Devices within the same project can call methods on each other. The call is mediated by the server, which holds both device sessions in-process:

┌──────────────┐         ┌────────────────────┐         ┌──────────────┐
│  Device A    │         │  The Server         │         │  Device B    │
│  (Sensor)    │ ──WS──► │                    │ ──WS──► │  (Light)     │
│              │         │  Sensor script:     │         │              │
│              │         │  this.env.DEVICES   │         │              │
│              │         │  ["light"].turnOn() │         │              │
│              │         │       │             │         │              │
│              │         │       ▼             │         │              │
│              │         │  Light script:      │         │              │
│              │         │  turnOn() executes  │         │              │
│              │         │  result flows back  │         │              │
└──────────────┘         └────────────────────┘         └──────────────┘

Key properties:

  • Server-mediated - RPC routes through the server, never directly between devices
  • Same project only - devices can only call other devices in the same project
  • Type-safe - the CLI generates TypeScript types for autocomplete and compile-time checking
  • Request-response - callers await the return value; errors propagate back

Security Model

  • Device credentials - Unique per device, embedded in firmware
  • Token authentication - API access controlled by tokens; local email/password accounts (argon2id) back the dashboard and CLI login
  • Optional TLS - On a trusted LAN you can run plain ws:///http://. To expose the server beyond your LAN, put it behind a reverse proxy (or tunnel) that terminates TLS - the firmware uses wss:// automatically for bare hostnames on port 443
  • User-owned scripts - Scripts run in-process because they're your own code on your own server; the trust boundary is the machine, not a per-script sandbox

Deployment Model

When you deploy:

  1. Code is compiled and bundled to JavaScript
  2. The bundle is uploaded to your server
  3. A new immutable version is created
  4. Connected devices are sent a reboot and reconnect to the new version

Deploys go to the one server you run - there is no global rollout.
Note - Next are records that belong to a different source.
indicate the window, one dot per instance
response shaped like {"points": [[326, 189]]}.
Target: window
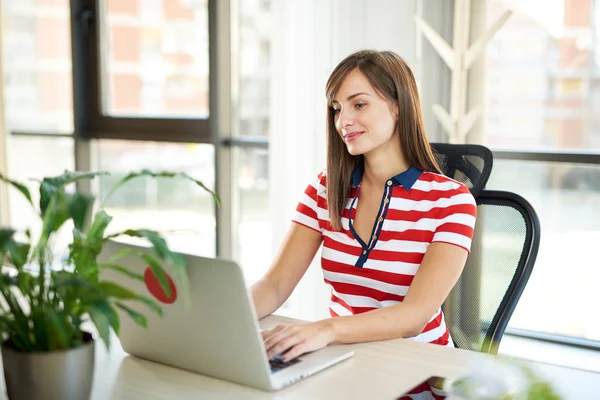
{"points": [[144, 69], [546, 110], [252, 231], [36, 43], [155, 59], [138, 78], [34, 157], [178, 209], [545, 78]]}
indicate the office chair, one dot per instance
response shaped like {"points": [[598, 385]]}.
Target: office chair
{"points": [[470, 164], [503, 252]]}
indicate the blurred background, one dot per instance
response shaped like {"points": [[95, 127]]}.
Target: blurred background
{"points": [[232, 92]]}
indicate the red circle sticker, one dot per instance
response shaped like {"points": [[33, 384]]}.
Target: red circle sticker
{"points": [[156, 290]]}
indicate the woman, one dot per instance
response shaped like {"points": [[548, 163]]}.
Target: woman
{"points": [[395, 231]]}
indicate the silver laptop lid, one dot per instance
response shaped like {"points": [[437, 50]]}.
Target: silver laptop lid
{"points": [[216, 336]]}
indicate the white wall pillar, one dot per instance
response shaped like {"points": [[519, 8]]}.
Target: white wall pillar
{"points": [[4, 210]]}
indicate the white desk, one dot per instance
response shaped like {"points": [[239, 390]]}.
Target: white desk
{"points": [[379, 370]]}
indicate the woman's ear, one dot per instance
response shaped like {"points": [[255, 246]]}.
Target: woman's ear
{"points": [[395, 109]]}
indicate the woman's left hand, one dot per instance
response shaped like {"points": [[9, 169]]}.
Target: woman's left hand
{"points": [[293, 340]]}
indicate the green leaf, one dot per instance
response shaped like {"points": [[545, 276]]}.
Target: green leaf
{"points": [[20, 187], [55, 213], [17, 251], [111, 289], [136, 316], [104, 317], [121, 253], [79, 207], [101, 221], [162, 174], [123, 270], [59, 339]]}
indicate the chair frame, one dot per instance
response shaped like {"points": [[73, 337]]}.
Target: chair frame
{"points": [[451, 151], [526, 262]]}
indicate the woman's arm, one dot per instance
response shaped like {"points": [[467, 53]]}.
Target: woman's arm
{"points": [[438, 273], [295, 255]]}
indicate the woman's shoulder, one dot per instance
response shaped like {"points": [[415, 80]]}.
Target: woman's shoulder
{"points": [[320, 181], [434, 181]]}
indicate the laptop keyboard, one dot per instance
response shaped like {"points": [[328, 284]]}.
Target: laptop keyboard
{"points": [[278, 365]]}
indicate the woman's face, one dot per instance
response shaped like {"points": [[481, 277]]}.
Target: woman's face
{"points": [[364, 120]]}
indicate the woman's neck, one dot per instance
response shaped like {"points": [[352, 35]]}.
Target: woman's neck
{"points": [[383, 163]]}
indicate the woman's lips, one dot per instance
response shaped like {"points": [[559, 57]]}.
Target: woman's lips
{"points": [[349, 137]]}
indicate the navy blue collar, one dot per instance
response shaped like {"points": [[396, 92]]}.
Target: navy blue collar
{"points": [[405, 179]]}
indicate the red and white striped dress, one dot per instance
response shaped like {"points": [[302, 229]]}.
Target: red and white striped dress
{"points": [[417, 209]]}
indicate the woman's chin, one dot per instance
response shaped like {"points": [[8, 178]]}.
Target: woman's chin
{"points": [[354, 150]]}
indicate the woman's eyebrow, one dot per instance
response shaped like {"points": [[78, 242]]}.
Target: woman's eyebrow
{"points": [[351, 96]]}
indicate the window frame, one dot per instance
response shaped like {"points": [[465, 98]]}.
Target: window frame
{"points": [[91, 123], [476, 85]]}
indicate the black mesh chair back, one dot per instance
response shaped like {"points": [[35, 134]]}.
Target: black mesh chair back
{"points": [[503, 252], [470, 164]]}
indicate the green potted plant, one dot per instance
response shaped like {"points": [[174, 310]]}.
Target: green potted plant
{"points": [[45, 308]]}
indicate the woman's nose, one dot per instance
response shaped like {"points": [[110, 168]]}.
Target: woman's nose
{"points": [[345, 119]]}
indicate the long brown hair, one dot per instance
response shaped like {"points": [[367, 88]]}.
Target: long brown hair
{"points": [[391, 77]]}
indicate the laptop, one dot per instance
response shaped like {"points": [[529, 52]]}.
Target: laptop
{"points": [[216, 333]]}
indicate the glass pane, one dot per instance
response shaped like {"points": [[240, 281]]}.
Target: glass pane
{"points": [[562, 293], [36, 157], [253, 236], [254, 67], [36, 41], [179, 209], [155, 58], [543, 69]]}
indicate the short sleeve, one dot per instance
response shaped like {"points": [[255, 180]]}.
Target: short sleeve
{"points": [[456, 220], [307, 211]]}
A device picks up the new version the next time it connects.

Scaling

DeviceSDK scales to whatever your hardware can handle. A Raspberry Pi comfortably runs many devices; a larger host runs more. There's no infrastructure-as-a-service layer and no automatic horizontal scaling - capacity is the CPU, memory, and network of the box you run the server on. For larger fleets, run on bigger hardware.